Mais cette nomination n’est pas sans rappeler la déclaration de Nicolas Sarkozy du 20 novembre dernier. Le ministre de l’Intérieur avait annoncé, sur la deuxième chaîne nationale, la nomination dans les semaines ou les mois à venir, d’un préfet musulman. Le débat suscité par ces propos fait réagir le Chef de l’Etat qui s’était prononcé contre cette notion de « discrimination positive». La semaine dernière, Jacques Chirac s’est attribué le choix d’Aïssa Dermouche, en donnant des « instructions formelles à tous les ministres, surtout au ministre de l’Intérieur ».

Mercredi dernier, à l’issue de la réunion du conseil des ministres, pour faire taire la polémique, le Président français a rappelé que cette nomination « obéissait exclusivement à la juste reconnaissance du mérite ». « C’est une nomination qui vient reconnaître les qualités de cette personnalité qui a souhaité se mettre au service de la République », a-t-il ajouté.

Fierté

Bien entendu, il est difficile de joindre l’homme qui, depuis la prise de ses fonctions, court les réunions de conseils de sa préfecture mais son secrétariat promet qu’il va s’exprimer publiquement dans les jours à venir, « quand il aura tous ses dossiers en mains ».

Même si l’homme n’a jamais mis en avant ses origines kabyles, dans la communauté maghrébine, on ne peut s’empêcher de le citer comme un bon modèle d’intégration.

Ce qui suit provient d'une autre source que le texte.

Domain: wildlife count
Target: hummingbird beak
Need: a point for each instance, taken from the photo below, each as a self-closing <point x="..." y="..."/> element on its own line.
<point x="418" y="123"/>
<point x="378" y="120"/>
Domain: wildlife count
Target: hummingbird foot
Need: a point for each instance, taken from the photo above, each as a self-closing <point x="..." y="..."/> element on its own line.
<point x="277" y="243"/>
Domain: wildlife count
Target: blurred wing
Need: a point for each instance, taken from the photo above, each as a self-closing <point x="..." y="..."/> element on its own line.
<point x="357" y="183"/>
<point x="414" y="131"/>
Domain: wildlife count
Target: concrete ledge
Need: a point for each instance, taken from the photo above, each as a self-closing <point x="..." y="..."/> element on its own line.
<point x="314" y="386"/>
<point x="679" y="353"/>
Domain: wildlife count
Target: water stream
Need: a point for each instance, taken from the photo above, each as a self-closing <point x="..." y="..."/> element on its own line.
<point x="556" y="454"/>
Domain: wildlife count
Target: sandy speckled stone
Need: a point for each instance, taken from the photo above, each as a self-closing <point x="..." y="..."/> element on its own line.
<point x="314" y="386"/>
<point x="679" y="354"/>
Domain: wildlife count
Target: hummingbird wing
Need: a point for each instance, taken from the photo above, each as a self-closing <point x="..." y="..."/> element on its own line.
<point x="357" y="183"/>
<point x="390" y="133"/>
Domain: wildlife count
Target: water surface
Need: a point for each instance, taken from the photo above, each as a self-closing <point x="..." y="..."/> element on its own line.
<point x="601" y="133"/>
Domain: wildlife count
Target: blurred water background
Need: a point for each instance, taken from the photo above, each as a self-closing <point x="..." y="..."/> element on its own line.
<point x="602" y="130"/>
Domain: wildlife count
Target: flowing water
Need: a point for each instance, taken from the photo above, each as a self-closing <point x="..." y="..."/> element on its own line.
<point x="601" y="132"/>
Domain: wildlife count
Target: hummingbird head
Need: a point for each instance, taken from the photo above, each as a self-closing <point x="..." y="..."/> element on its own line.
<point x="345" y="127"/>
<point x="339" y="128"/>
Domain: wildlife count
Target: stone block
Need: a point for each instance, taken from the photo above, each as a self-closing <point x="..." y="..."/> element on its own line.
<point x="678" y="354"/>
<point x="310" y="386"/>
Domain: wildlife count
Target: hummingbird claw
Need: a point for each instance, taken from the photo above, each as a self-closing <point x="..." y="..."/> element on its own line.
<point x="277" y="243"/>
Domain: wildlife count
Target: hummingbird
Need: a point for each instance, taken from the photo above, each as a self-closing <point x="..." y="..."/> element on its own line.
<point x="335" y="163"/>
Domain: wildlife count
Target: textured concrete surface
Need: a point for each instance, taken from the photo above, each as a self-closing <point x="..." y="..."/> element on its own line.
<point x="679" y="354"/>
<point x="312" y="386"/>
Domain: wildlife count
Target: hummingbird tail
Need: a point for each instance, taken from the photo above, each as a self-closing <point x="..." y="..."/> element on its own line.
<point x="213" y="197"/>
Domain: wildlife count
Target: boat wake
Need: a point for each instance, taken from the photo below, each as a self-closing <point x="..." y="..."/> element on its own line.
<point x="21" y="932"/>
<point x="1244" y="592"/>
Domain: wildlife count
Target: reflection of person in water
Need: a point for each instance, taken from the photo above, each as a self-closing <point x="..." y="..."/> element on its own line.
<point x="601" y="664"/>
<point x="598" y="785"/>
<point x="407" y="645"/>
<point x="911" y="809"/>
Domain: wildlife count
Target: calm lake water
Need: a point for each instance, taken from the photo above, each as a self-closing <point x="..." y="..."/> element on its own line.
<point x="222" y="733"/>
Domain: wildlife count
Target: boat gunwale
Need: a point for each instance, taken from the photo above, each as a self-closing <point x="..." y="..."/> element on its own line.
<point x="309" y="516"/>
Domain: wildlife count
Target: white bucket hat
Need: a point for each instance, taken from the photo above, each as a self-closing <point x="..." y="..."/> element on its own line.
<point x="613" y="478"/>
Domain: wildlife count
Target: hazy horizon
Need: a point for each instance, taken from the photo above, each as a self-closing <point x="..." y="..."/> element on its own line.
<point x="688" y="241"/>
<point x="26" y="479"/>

Pour Stéphane Arrami, fondateur de Kabyle.com, un site Internet qui fait la promotion de la culture kabyle, cette nomination était «attendue depuis longtemps», parce que la communauté kabyle est une « des plus anciennes présente en France ». Et d’ajouter soulagé, que cela « devrait influencer dans le bon sens », les personnes de la même origine qui ressentent depuis toujours, « une frustration et un sentiment d’injustice » en matière d’intégration. Ahmed El Keiy, journaliste à Beur FM, trouve pour sa part « très satisfaisant qu’une personne issue de l’immigration occupe ce poste ».

Chez les personnes qui ont côtoyé le Nantais d’adoption, la réaction reste immuable : on se réjouit. Déjà, samedi dernier, le député-maire Jean-Marc Ayrault parlait de la « reconnaissance d’un parcours exemplaire ». Dans l’entourage du nouveau préfet, tout le monde peint un homme calme, simple, admirable. A Audencia, l’école de management qu’il a créée, la joie est également de mise. D’une voix souple et remplie d’émotion, une de ses collaboratrices, qui a souhaité garder l’anonymat, évoque un homme « extraordinaire, très rigoureux, très ouvert, hors du commun et qui mérite véritablement cette nomination ». Gageons que cette ascension (méritée) d’Aïssa Dermouche fera oublier à certains leur fatalisme et qu’elle leur donnera, au contraire, un bel exemple d’intégration.